With the exception of Infinity War this Polish language historical drama is the film I have most been looking forward to this year. (Evidently I remain a geek first and a serious cineaste second.) I absolutely adored Ida, director Pawel Pawlikowski’s last movie, so I was so excited to see what he was following it with. The film winning the directing award at Cannes then cemented my high levels of anticipation. Indications were very good he’d done something special again.

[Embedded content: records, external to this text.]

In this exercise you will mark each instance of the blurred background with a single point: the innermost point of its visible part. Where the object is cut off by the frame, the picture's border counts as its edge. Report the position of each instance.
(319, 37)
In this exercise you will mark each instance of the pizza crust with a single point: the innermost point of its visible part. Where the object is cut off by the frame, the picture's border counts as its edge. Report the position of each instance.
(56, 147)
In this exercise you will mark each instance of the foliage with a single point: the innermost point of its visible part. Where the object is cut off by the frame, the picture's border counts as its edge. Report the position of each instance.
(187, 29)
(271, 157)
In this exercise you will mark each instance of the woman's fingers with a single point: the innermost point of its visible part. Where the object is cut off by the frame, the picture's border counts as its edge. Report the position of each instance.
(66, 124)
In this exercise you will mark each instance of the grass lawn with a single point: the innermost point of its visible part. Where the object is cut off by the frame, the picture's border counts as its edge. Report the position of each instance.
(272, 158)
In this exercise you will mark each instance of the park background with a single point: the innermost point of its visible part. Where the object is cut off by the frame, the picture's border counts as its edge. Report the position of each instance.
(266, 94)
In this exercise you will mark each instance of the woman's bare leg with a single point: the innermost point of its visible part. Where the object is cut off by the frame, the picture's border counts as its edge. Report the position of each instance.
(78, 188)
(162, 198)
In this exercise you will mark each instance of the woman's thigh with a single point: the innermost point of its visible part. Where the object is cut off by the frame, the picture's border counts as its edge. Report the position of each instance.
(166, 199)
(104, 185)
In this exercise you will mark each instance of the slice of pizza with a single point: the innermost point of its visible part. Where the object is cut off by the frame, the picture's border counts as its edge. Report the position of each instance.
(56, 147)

Well, he has. First impressions confirm that much of what was wonderful about Ida is equally present in Cold War. Most obviously it is shot in the same crisp silvery monochrome but also each and every frame is once more so astonishingly well composed that any still from the film could happily hang in a photo gallery. Pawlikowski has an incredible cinematic eye and it doesn’t matter that this feels a little samey across these two movies because it is still different and so much better than what anyone else in the medium is doing. Cold War also has the same beautifully muted characterisations as Ida and its story telling once again somehow has a gentle lightness of touch alongside incredible narrative power.

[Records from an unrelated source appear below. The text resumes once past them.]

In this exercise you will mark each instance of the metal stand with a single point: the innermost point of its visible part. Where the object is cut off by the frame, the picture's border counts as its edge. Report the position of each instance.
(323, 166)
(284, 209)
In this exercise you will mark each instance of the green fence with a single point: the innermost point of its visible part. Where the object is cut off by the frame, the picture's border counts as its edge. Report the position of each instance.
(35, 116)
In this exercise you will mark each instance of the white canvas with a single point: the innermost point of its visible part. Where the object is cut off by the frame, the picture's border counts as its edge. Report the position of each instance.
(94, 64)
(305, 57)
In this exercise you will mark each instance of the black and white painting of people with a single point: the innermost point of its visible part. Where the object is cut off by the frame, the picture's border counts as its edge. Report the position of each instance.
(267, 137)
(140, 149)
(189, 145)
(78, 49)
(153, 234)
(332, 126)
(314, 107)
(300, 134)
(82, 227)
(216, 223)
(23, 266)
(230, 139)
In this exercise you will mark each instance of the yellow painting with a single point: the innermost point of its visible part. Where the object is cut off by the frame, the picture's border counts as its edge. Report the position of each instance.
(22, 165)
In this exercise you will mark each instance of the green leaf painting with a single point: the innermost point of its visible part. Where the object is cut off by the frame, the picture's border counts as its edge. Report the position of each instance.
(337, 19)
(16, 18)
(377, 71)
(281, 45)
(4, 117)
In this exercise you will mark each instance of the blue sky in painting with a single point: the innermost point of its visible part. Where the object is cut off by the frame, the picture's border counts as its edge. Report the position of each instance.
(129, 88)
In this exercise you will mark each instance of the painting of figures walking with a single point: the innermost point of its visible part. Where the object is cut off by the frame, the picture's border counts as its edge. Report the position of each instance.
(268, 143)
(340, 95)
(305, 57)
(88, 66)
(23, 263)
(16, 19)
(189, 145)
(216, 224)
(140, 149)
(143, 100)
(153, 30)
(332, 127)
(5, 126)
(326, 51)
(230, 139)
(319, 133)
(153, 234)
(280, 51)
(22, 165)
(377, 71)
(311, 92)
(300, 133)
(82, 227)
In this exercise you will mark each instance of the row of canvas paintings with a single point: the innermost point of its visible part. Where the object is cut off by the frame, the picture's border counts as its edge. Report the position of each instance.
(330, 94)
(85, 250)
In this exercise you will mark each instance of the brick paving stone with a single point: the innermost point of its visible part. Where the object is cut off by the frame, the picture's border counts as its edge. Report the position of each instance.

This said, while Ida was my unchallenged number one film of 2014, currently Cold War is sitting at thirteen in the 2018 list. (Infinity War is fifteen.) It’s not that Cold War isn’t as strong a piece of movie craft as Ida, its arguably better, its just that isn’t as easy to enjoy. Ida itself wasn’t unchallenging; there was real heartache in the protagonist Anna’s journey to discover her family’s past before deciding her own future. You were able to instantly sympathise with Anna though. The couple we follow in Cold War are deliberately more problematic. This isn’t a criticism. There’s no shortage of complicated figures in great works with Shakespeare writing more than a few but there’s a reason why A Midsummer Night’s Dream is more often performed that Titus Andronicus.

The plot of the film follows Wiktor and Zula starting when he recruits her to his state supported performance troupe in post war Poland. Over the ensuing years they move around Europe, sometimes together and sometimes apart, but always caught in a passionate but destructive relationship. Both characters are damaged from the beginning and they do little to help one another in this respect as time moves on. The title of the movie refers to the political setting which is masterfully woven into their personal stories but it also describes their own situation. They are not in conflict with one another on the surface but there is a raging battle going on beneath and they struggle to find a way to get on that benefits them as a partnership as well as individuals. In the end neither priority wins. Zula in particular seems to be fighting against the whole world and plenty of people are hurt in friendly fire. Watching them is compelling but it’s hard to buy in to their lives. This is a romance of sorts but to use a second classic literary comparison in as many column inches theirs is a Bronte love, not an Austen love, and we don’t get to know them like Heathcliff and Kathy.

In Cold War Pawlikowski has created another genuine work of art but in this case it is a piece to be admired more than it is one to be loved. Cold War is incredible, the music is haunting and Pawlikowski is in control of his medium like few others working in cinema today but I wouldn’t want this particular picture hanging on my wall. The film is released in theatres and on Curzon on Demand on 31st August. You should absolutely see it but once might be enough.

When it comes to this and his last work about a young girl stepping away from the convent she has been living in just before she takes her vows then this is better bar Nun. (Bad pun I know but I told you, geek first and serious cineaste second.)